The effect of general anesthetics on the dynamics of phosphatidylcholine-acetylcholine receptor interactions in reconstituted vesicles.
Abadji VC., Raines DE., Watts A., Miller KW.
The interaction of general anesthetics at the lipid/protein interface of the nicotinic acetylcholine receptor reconstituted in dioleoylphosphatidylcholine bilayers at various lipid/protein ratios has been studied using the electron spin resonance spectra of phosphatidylcholine spin-labeled at the fourteenth acyl carbon (14-PCSL).

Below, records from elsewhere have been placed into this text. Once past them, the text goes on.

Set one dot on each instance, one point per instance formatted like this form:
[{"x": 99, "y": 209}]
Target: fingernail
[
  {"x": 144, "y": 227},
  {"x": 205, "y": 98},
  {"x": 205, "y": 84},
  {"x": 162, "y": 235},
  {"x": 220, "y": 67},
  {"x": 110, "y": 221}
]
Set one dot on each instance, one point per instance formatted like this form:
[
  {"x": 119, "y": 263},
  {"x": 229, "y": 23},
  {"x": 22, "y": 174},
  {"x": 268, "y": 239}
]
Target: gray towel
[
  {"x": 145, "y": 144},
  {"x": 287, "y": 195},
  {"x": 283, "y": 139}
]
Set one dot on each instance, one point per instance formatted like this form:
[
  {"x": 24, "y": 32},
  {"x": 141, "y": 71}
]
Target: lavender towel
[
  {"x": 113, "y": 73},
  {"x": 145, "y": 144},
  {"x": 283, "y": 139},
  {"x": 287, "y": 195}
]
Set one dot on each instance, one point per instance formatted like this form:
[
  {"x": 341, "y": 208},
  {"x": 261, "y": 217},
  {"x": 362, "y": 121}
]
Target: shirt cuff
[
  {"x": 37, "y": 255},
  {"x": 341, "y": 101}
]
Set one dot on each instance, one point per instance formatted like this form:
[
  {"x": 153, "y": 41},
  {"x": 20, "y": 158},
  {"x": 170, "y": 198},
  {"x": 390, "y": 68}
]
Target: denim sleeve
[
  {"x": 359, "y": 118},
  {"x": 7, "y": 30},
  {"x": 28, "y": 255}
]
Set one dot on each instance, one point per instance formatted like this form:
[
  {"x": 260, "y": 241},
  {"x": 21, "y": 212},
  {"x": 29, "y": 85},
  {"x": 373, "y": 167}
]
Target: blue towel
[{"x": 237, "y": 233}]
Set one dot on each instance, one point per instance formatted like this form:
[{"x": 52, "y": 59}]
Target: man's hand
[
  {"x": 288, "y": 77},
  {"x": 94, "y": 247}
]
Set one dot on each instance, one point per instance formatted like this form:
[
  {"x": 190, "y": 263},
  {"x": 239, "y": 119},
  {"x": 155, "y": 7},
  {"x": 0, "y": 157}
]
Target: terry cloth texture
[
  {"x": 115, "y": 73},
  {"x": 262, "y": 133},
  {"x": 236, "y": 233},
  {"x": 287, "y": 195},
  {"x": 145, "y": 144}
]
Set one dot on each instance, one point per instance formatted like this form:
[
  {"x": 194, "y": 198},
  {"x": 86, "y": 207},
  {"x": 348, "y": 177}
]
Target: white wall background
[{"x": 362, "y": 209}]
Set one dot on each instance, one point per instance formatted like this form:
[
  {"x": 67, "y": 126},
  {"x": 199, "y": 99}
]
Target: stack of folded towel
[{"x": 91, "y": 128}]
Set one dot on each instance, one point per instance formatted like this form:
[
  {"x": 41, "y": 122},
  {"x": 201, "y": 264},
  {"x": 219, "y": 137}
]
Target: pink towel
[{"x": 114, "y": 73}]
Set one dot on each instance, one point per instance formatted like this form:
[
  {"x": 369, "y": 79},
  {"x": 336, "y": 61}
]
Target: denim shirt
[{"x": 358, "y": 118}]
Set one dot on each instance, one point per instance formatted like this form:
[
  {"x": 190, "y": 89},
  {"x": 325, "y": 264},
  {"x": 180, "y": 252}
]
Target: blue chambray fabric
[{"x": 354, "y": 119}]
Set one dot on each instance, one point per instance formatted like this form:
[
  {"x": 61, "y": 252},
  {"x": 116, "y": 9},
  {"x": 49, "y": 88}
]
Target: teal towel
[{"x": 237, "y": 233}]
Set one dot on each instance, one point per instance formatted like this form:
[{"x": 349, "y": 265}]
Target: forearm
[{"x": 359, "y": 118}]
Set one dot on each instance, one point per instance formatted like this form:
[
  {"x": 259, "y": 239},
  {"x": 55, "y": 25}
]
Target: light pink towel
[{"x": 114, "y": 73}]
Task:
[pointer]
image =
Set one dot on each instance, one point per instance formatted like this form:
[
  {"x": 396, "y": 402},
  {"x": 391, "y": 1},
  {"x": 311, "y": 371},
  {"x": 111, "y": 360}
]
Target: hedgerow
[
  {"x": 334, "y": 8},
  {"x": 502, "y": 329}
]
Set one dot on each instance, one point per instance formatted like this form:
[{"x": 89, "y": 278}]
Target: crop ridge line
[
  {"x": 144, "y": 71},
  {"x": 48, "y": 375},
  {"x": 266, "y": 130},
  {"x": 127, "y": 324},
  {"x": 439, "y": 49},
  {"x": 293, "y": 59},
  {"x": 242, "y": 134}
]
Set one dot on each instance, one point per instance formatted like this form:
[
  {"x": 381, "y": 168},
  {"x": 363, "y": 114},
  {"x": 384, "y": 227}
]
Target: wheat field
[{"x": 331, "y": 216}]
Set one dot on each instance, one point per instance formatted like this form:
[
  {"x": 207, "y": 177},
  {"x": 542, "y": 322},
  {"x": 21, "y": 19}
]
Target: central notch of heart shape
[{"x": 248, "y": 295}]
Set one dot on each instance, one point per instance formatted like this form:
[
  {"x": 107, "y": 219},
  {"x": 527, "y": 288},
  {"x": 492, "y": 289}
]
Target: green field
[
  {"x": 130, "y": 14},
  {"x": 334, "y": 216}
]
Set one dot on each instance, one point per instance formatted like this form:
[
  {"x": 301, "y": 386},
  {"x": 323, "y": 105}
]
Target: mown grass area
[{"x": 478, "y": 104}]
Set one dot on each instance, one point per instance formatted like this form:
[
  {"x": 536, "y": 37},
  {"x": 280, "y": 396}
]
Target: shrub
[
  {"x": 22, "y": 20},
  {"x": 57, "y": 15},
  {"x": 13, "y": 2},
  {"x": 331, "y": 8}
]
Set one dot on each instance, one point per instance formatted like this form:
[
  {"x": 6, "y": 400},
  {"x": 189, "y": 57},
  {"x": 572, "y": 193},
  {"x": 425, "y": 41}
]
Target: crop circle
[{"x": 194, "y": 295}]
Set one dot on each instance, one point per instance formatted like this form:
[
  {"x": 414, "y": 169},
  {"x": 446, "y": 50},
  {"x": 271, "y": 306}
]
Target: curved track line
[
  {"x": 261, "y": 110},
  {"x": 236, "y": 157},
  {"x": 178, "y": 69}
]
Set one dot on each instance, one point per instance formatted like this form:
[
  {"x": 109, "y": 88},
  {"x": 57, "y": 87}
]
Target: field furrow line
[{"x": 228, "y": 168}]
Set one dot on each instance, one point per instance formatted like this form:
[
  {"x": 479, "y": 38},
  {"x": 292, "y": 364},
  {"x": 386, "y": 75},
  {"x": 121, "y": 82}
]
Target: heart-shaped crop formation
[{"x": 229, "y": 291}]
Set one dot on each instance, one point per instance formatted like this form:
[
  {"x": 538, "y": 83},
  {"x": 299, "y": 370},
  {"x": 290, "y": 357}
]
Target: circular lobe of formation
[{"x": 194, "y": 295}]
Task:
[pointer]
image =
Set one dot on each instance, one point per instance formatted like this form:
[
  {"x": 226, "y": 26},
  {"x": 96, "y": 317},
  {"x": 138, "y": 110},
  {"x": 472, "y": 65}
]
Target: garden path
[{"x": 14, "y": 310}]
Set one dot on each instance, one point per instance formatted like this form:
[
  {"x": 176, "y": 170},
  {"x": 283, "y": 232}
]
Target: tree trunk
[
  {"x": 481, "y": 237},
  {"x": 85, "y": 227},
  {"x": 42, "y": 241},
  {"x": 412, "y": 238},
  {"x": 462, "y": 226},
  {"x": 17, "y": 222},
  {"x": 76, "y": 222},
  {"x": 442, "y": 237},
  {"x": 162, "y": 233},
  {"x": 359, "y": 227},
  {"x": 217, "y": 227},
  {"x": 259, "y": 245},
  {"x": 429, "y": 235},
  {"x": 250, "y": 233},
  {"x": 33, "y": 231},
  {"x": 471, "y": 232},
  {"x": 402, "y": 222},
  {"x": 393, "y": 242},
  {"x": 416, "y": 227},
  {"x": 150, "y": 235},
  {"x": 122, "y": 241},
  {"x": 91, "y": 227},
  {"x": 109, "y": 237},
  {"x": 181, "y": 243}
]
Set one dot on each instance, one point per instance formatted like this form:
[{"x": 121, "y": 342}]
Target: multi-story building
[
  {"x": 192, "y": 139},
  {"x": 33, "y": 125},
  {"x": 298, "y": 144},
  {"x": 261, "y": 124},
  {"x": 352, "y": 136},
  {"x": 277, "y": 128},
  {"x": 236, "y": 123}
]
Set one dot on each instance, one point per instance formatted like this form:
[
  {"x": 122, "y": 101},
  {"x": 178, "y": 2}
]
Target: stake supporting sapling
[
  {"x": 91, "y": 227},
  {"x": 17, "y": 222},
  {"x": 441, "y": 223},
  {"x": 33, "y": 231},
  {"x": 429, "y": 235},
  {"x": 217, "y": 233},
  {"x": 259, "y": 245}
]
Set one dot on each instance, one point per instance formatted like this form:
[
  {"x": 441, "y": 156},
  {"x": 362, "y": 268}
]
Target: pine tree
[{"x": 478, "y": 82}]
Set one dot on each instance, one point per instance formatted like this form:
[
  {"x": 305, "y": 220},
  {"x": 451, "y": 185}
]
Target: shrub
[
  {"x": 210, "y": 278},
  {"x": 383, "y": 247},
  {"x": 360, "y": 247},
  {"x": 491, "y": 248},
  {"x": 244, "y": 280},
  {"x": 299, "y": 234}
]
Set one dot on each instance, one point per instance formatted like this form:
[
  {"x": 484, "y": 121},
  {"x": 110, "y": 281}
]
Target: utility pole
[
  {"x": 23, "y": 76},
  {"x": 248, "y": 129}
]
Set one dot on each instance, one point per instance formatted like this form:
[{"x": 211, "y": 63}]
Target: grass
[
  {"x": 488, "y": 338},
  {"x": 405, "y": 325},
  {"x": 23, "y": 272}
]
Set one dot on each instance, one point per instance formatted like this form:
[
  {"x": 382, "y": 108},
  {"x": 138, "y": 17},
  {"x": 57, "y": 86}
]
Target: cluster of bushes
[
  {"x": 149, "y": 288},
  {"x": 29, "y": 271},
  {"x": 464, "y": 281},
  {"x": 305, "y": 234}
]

In addition to the bilayer spectrum, the spin label reported a more motionally restricted environment whose contribution increased with increasing protein/lipid ratio. Exchange between these two environments occurred at a rate of approx. 6 x 10(7) s-1. The motionally restricted, protein-associated 14-PCSL had a rotational correlation time of about 10-20 ns, an order of magnitude slower than when in the bilayer. Addition of 1-hexanol (up to 16 mM) to the reconstituted receptor perturbed the acyl chains of the bulk lipid phase, but the motional properties of the lipid acyl chains at the protein/lipid interface near the membrane center were not significantly perturbed on the EPR motional time-scale. Similarly, anesthetics that were less effective at perturbing the bilayer, such as pentobarbital (up to 2 mM) and isoflurane (7 mM), did not perturb the lipid/protein interface on the conventional EPR motional time scale.